Specify the predictor matrix using classreg.regr.modelutils.predictormatrix and the response vector.

X = classreg.regr.modelutils.predictormatrix(adultdata,'ResponseVar',...
    size(adultdata,2));
Y = nominal(adultdata.salary);

X is a numeric matrix; predictormatrix converts all categorical variables into group indices. The name-value pair argument ResponseVar indicates that the last column is the response variable, and excludes it from the predictor matrix. Y is a nominal, categorical array.

Train classification ensembles using both LogitBoost and GentleBoost.

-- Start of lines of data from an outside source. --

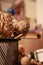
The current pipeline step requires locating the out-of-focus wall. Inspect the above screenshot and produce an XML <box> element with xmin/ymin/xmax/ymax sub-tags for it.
<box><xmin>19</xmin><ymin>39</ymin><xmax>43</xmax><ymax>54</ymax></box>
<box><xmin>1</xmin><ymin>1</ymin><xmax>12</xmax><ymax>11</ymax></box>
<box><xmin>24</xmin><ymin>0</ymin><xmax>36</xmax><ymax>18</ymax></box>
<box><xmin>36</xmin><ymin>0</ymin><xmax>43</xmax><ymax>27</ymax></box>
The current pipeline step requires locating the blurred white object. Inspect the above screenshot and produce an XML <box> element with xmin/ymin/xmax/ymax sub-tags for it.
<box><xmin>34</xmin><ymin>49</ymin><xmax>43</xmax><ymax>62</ymax></box>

rng(1); % For reproducibility
LBEnsemble = fitcensemble(X,Y,'Method','LogitBoost', ...
    'NumLearningCycles',300,'Learners','Tree',...
    'CategoricalPredictors',cat,'PredictorNames',VarNames(1:end-1),...
    'ResponseName','income');
GBEnsemble = fitcensemble(X,Y,'Method','GentleBoost', ...
    'NumLearningCycles',300,'Learners','Tree',...
    'CategoricalPredictors',cat,'PredictorNames',VarNames(1:end-1),...
    'ResponseName','income');

Examine the resubstitution error for both ensembles.

figure
plot(resubLoss(LBEnsemble,'Mode','cumulative'))
hold on
plot(resubLoss(GBEnsemble,'Mode','cumulative'),'r--')
hold off
xlabel('Number of trees')
ylabel('Resubstitution error')
legend('LogitBoost','GentleBoost','Location','NE')

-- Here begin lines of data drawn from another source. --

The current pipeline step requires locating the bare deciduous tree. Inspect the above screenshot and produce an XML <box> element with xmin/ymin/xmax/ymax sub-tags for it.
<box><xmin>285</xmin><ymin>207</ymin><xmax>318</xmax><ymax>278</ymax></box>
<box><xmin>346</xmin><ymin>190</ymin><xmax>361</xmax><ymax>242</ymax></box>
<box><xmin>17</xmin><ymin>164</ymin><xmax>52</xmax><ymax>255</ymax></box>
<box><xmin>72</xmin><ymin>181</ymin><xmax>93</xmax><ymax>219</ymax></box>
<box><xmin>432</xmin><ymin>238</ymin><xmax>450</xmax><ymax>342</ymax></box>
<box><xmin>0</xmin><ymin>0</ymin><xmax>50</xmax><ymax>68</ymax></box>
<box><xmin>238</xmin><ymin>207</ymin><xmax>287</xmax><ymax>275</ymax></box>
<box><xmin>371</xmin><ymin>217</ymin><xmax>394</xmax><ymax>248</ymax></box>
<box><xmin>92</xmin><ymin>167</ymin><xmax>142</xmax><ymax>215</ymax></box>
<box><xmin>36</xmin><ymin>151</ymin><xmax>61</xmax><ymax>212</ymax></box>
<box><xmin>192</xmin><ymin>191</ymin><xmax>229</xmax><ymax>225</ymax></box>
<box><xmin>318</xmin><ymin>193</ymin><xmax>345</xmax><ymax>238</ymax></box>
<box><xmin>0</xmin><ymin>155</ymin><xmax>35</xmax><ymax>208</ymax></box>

For both ensembles, the resubstitution error continues to decrease as the number of trees increases.

Estimate the generalization error for both algorithms by cross validation.

CVLBEnsemble = crossval(LBEnsemble,'KFold',5);
CVGBEnsemble = crossval(GBEnsemble,'KFold',5);
figure
plot(kfoldLoss(CVLBEnsemble,'Mode','cumulative'))
hold on
plot(kfoldLoss(CVGBEnsemble,'Mode','cumulative'),'r--')
hold off
xlabel('Number of trees')
ylabel('Cross-validated error')
legend('LogitBoost','GentleBoost','Location','NE')

As the number of trees increases to 300, the cross-validated loss decreases up to a point, and then starts to increase. A guideline for determining the number of trees to use in the ensemble is to stop adding more trees when the validation error stops improving and starts increasing. This happens after about 50 trees for LogitBoost and 25 trees for GentleBoost.